Título: PDT se divide, mas decide lançar Cristovam
Autor: Marcelo Auler
Fonte: O Estado de São Paulo, 20/06/2006, Nacional, p. A4
Numa convenção tumultuada, o PDT decidiu ontem lançar o senador Cristovam Buarque (DF) como candidato à Presidência. O pedetista era o único pré-candidato declarado do partido. Foram 236 votos a favor da candidatura, 97 contra e 68 delegados ausentes. Cristovam anunciou que a partir de hoje começa a pensar nas campanhas estaduais e prometeu subir no palanque dos candidatos - um recado a Jackson Lago e Alceu Colares, que concorrem aos governos do Maranhão e do Rio Grande do Sul e eram contra a candidatura própria.

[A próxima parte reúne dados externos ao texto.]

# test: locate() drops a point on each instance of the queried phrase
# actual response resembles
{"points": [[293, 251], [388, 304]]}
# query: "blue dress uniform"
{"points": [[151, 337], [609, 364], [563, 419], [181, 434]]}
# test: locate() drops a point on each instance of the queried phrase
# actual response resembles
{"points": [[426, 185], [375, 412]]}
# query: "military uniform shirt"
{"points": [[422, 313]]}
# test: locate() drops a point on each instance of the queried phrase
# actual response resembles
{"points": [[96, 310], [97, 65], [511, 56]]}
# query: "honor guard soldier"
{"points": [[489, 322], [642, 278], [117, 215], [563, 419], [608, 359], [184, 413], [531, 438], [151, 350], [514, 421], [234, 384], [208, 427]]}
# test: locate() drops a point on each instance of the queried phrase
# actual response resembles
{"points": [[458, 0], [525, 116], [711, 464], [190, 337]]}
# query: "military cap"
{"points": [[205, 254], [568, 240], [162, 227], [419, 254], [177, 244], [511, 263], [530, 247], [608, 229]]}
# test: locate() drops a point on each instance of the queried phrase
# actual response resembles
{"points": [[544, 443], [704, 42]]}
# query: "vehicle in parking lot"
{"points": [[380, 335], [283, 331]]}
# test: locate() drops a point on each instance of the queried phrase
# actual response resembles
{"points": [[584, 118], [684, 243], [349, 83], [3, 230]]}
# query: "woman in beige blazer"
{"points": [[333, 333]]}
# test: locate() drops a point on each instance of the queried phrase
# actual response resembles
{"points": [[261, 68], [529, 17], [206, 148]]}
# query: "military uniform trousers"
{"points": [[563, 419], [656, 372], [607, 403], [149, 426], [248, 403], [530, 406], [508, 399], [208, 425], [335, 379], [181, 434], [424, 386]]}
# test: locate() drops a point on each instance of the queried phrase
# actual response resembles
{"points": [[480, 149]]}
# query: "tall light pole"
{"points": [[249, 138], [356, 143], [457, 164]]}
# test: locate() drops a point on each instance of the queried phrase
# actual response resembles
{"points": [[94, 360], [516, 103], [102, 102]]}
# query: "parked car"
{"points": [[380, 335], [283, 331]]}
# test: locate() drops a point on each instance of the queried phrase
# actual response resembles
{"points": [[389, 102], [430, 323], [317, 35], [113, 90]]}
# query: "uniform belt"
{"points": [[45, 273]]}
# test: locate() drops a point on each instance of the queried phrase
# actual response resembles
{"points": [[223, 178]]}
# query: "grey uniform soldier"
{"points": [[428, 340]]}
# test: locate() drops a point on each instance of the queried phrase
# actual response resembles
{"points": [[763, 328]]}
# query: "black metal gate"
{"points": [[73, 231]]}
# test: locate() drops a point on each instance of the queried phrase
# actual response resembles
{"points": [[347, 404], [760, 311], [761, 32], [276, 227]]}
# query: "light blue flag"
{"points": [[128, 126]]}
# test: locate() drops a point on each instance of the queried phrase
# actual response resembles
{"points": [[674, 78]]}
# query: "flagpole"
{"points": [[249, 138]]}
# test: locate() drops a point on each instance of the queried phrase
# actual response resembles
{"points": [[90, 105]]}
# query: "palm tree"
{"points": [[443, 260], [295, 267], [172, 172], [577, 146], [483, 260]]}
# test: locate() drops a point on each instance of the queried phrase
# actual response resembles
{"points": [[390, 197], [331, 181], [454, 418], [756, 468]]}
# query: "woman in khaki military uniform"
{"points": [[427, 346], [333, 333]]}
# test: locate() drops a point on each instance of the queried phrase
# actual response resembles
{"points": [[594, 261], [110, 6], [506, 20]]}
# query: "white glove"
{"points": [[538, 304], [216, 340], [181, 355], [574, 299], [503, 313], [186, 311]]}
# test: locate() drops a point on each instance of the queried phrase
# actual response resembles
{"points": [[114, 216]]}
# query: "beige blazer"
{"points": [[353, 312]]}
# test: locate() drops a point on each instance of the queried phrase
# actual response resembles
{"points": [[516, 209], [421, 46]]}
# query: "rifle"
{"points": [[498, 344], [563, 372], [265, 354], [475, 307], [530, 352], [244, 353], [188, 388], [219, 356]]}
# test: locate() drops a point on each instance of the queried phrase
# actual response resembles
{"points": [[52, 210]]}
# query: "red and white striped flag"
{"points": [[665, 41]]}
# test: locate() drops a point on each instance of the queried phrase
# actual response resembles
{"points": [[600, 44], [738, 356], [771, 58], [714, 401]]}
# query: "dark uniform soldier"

Outro que se preocupou com a busca da unidade foi o presidente do PDT, Carlos Lupi, que anunciou sua ida ao Rio Grande do Sul - onde a divisão entre favoráveis e contrários à candidatura própria era maior - para homenagear Leonel Brizola, cuja morte completa dois anos na quinta-feira. Colares, que deixou a convenção antes da proclamação do resultado, reconheceu a derrota e prometeu participar da campanha. "O PDT fará a melhor eleição de sua vida em 2006, não temos medo da cláusula de barreira", afirmou Lupi.
A convenção, com mais de 400 delegados, teve momentos tensos, principalmente quando o presidente do diretório gaúcho, Matheus Shmidt, deixou a sede do partido, no Rio, acusando Lupi de ter manipulado a votação sobre a forma de encaminhar a discussão a respeito da candidatura própria. Foi preciso que Paulinho, da Força Sindical e presidente do PDT paulista, fosse buscá-lo na rua, garantindo que todos os diretórios exporiam sua situação.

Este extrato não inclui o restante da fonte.